Where the Wednesday night meeting was fairly cordial and polite, considering the full house, Clarion's discussions on Thursday were more heated as planners hammered out language of proposed ordinances. Duerksen pushed the Board of Commissioners to settle policy matters, but agreed to bring draft options for review, particularly in the case of a proposed transfer-of-development-rights program.

At the behest of Commissioner Dennis Wright and the counsel of Planning and Zoning Commission Chairman Larry Schoen, Clarion will produce three variations of the program for consideration. As Idaho law only allows TDR programs to be voluntary, Duerksen recommended that the program be sweetened as much as possible for those who participate.

In the agricultural planning areas, a wetlands and agricultural protection area is proposed from Picabo east to several miles west of the Timmerman Hill junction. Landowners would receive development credits, for example eight credits for a 160-acre parcel, which could in turn be put in a land bank and used in receiving areas.

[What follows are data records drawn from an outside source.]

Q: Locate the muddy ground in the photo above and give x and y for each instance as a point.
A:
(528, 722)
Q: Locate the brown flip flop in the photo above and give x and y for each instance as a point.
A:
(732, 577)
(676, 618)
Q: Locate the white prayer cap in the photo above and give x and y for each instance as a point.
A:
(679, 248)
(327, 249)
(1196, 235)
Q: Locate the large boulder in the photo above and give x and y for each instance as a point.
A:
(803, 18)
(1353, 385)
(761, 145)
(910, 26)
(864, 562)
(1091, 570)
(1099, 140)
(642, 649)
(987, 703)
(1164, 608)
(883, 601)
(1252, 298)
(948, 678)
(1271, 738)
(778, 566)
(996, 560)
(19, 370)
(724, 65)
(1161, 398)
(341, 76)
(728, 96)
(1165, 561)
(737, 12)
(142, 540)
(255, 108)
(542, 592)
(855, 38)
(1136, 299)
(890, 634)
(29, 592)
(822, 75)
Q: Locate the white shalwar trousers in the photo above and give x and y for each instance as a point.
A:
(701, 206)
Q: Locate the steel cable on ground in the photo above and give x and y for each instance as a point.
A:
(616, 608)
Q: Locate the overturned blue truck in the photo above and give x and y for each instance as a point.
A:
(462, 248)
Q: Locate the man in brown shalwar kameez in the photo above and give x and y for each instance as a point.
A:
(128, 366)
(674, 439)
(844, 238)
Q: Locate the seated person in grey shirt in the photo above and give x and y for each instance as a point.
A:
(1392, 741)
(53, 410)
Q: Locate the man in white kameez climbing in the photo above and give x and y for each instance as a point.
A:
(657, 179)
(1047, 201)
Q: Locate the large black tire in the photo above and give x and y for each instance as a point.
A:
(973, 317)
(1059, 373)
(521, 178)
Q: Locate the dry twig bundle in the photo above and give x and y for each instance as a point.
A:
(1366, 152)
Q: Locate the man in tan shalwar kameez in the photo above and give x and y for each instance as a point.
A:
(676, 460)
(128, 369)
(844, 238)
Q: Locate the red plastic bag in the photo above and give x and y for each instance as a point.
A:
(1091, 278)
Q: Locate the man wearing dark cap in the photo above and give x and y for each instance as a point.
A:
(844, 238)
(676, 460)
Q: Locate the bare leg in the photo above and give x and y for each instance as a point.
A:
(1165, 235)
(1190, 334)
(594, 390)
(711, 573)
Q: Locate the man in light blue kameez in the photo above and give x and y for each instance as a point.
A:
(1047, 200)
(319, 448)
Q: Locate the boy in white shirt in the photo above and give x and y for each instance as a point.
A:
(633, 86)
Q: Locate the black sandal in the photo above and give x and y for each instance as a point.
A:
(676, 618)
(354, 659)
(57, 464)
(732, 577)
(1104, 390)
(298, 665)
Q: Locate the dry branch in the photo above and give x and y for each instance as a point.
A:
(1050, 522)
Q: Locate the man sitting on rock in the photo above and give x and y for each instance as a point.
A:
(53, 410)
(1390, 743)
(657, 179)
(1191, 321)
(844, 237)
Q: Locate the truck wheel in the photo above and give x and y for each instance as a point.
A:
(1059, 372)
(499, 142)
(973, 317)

One such area proposed is the area south of Bellevue and north of Pero Road.

South County rancher Katie Breckenridge said farmers will be watching very closely how the county handles agricultural zoning and TDR programs.

Final decisions regarding growth management policy will shake out in the public review process, which will begin when final drafts of proposed regulations are brought before the county Planning and Zoning Commission in about one month's time.

The primary tool on the table for managing growth for remote areas and rural hills is a rezoning of property classified A-10 to a new Rural Zone District (RR-40). The new zone would have lower allowable density, reflecting the difficulty in providing cost-effective county services to remote rural areas. A sliding scale possibly to include even lower density in the most remote areas is also being considered. Legal parcels that were smaller than the minimum lot size in the new RR-40 Rural Zoning District would be granted a grandfather clause.

One clarification for A-10 areas to be rezoned that was added to the consultants' heavy writing task for the next month was an acknowledgement that not all areas zoned A-10 in the county are essentially rural. It is possible that some cluster development will still be allowed on A-10 property that is not remote, such as parcels that are near highways.

Clarion will also be drafting subsequent legislation for the limitation of planned unit developments and clustering of developments that will be in keeping with the desired rural character and open space aesthetic that prevails among people who have participated in the county's outreach campaigns.

Natural resource-based regulations will be penned for the public process and, as in the case of wetlands protection, Clarion's final draft could include a pair of options for development.

Canyons outside areas of city impact are to be downzoned from A-10 to A-40, which would allow one unit per 40 acres. Canyon property currently zoned R-5 would maintain the same zoning classification, but clustering would become mandatory if changes are approved.

The county hopes to finalize area-of-city-impact agreements with each of the cities before the current development moratorium ends in July. Development of a new city remains an option for any who may want to propose a plan for one, but for the time being the commission has chosen not to draft any new codes governing the concept.

Summing up a common thread in public comment, Hailey City Councilwoman Carol Brown and developer Rod Keagle both agreed that "city should look like city and county should look like county."

Keagle added that he wants to see a clear line between the two. Most agree that over the next five months the key to success in the planning process is regional cooperation for public, private and nonprofit entities. As Bellevue City Councilwoman Tammy Eaton pointed out, the community must emulate the cooperation that already exists between the many police and fire departments in the form of mutual aid agreements.